The Code also recommends that the roles of the Chairman and the MD/CEO should not be merged and occupied by one and the same person; neither should either transit or succeed the other without a cooling off period.



The Code and Shareholders

The Code highlights the important complimentary role that the Shareholders of a Company must play with the Directors and other senior management members of the Company in achieving the objectives of the Company. Shareholders Meetings, as a valuable medium to achieving this complimentary role, must be conducted in an open, free and engaging environment where deliberations regarding the performance of the Company are freely aired.


The Code also seeks for fair, equal and equitable treatment of all the Company’s Shareholders, including the minority Shareholders.


The Shareholders of a Company are required to approve Board related appointments, with the remuneration, fees and allowances attached to such appointments. The latter information are required by the Code to be disclosed in every Company’s Audited Annual Financial Report.
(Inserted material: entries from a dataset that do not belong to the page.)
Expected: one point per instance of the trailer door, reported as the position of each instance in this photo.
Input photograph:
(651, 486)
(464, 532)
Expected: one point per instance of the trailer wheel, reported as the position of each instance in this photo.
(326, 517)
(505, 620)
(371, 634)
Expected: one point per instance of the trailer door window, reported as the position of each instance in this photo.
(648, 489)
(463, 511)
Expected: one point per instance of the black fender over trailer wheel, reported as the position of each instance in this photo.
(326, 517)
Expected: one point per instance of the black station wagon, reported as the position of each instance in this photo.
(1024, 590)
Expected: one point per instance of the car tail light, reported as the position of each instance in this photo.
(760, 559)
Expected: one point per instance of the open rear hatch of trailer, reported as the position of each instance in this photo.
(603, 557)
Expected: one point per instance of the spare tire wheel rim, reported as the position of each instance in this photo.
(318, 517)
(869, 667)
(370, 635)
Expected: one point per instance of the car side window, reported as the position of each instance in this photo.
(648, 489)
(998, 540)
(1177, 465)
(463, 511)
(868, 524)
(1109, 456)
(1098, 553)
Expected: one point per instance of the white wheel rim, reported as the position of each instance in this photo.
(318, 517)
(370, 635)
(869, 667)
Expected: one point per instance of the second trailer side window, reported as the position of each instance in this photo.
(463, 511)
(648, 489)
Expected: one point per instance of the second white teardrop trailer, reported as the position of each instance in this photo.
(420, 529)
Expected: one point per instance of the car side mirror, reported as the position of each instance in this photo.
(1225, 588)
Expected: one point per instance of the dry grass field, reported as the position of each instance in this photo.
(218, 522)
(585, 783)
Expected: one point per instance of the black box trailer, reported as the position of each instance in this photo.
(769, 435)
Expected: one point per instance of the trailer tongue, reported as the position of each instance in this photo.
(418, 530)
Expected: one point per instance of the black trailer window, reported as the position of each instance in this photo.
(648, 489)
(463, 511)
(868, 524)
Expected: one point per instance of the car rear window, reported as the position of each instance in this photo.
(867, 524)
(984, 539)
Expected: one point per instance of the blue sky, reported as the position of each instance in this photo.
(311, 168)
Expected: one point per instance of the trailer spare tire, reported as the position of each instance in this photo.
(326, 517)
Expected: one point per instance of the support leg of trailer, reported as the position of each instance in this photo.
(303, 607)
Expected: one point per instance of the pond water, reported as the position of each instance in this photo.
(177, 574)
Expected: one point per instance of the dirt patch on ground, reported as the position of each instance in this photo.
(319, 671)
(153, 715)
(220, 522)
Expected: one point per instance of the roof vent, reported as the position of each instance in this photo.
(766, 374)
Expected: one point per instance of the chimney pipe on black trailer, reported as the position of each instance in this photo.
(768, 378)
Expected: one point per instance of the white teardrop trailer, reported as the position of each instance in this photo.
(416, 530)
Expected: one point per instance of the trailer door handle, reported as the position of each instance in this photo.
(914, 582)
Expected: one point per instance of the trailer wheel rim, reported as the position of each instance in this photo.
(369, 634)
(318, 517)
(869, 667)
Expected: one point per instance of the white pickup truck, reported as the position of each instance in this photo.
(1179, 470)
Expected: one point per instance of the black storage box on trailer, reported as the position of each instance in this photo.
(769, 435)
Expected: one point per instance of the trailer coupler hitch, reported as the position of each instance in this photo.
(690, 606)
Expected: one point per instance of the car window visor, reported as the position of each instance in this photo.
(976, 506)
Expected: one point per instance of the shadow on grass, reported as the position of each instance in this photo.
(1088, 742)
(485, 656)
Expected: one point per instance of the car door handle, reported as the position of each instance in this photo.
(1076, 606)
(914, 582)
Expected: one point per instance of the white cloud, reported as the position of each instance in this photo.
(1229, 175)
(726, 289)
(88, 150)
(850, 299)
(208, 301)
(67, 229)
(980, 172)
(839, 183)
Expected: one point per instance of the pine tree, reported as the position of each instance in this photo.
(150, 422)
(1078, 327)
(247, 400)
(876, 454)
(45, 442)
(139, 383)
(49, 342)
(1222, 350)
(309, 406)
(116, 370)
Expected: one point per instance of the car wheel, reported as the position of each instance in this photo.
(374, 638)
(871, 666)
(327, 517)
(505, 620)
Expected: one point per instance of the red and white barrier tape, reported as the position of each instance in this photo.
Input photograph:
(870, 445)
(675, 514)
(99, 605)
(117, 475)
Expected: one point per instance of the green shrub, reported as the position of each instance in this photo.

The Whistle-blowing framework should encourage the Company’s stakeholders to report any unethical conduct with any violation of any Law or Regulation brought to the attention of the Company and any external authority or regulator, for investigation and appropriate sanctions or remedial action to correct any harm done.


The Whistle-blowing framework should also ensure the anonymity of the Whistle-blower with the disclosures made treated in the strictest confidence with no discrimination or detriment envisaged during or afterwards. A Whistle-blower who suffers any discrimination or detriment by virtue of his or her disclosures is entitled to claim for compensation if he or her losses his or her position, or suffers any discrimination or adverse detriment.


Engaging an independent outside Firm to administer a Company’s Whistle-blowing framework is becoming more of the norm globally.



Code of Business Conduct and Ethics

The Code recommends that every Company must establish a Whistle-blowing reporting framework to manage unethical and illegal practices which impact on, expose or escalate a Company’s risk tolerance levels.


Top-down commitment to professional business and ethical standards is strongly recommended and highlighted in the Code. In addition to the fiduciary responsibilities of the Directors and Management team of a Company, Insider Trading, Related Party Transactions, other Conflict of Interest and Corrupt Practices are required to be monitored and barred by every Company.


Persons who were Directors in regulatory bodies are enjoined to exercise a three (3) years cooling-off period before they can be appointed as the Directors of any Company in which their Regulatory functions overlapped in the past.



Annual Corporate Governance Report


The Code requires every Company to disclose in its Annual Financial Report a Corporate Governance Compliance Report (“CGC Report”) which Report must provide clear, concise and sufficient information on a Company’s Corporate Governance Structure, Policies and Practices, with environmental, social risks and opportunities also disclosed.


The CGC Report is also required to be published in every Company’s website, Investors’ portals and on other publications of the Company.


An annual Corporate Governance Evaluation is also recommended with at least one of such evaluation to be conducted by an Independent External Consultant once every three (3) years.





The implementation of the provisions of the Code is to be monitored by the Financial Reporting Council using sectoral reviews from other Regulatory Bodies and Registered Exchanges who are statutorily empowered to impose appropriate sanctions for any infringement of the Code.


As laudable as the provisions of the Code may be, the very high rate of business failures will continue to persist until businesses actually pay more attention to new, more marketable, innovative products and services, which are complemented by efficient leadership and business management skills.


The various Regulatory bodies must also publicly become good examples of the adaptation and the implementation of the provisions of the Code.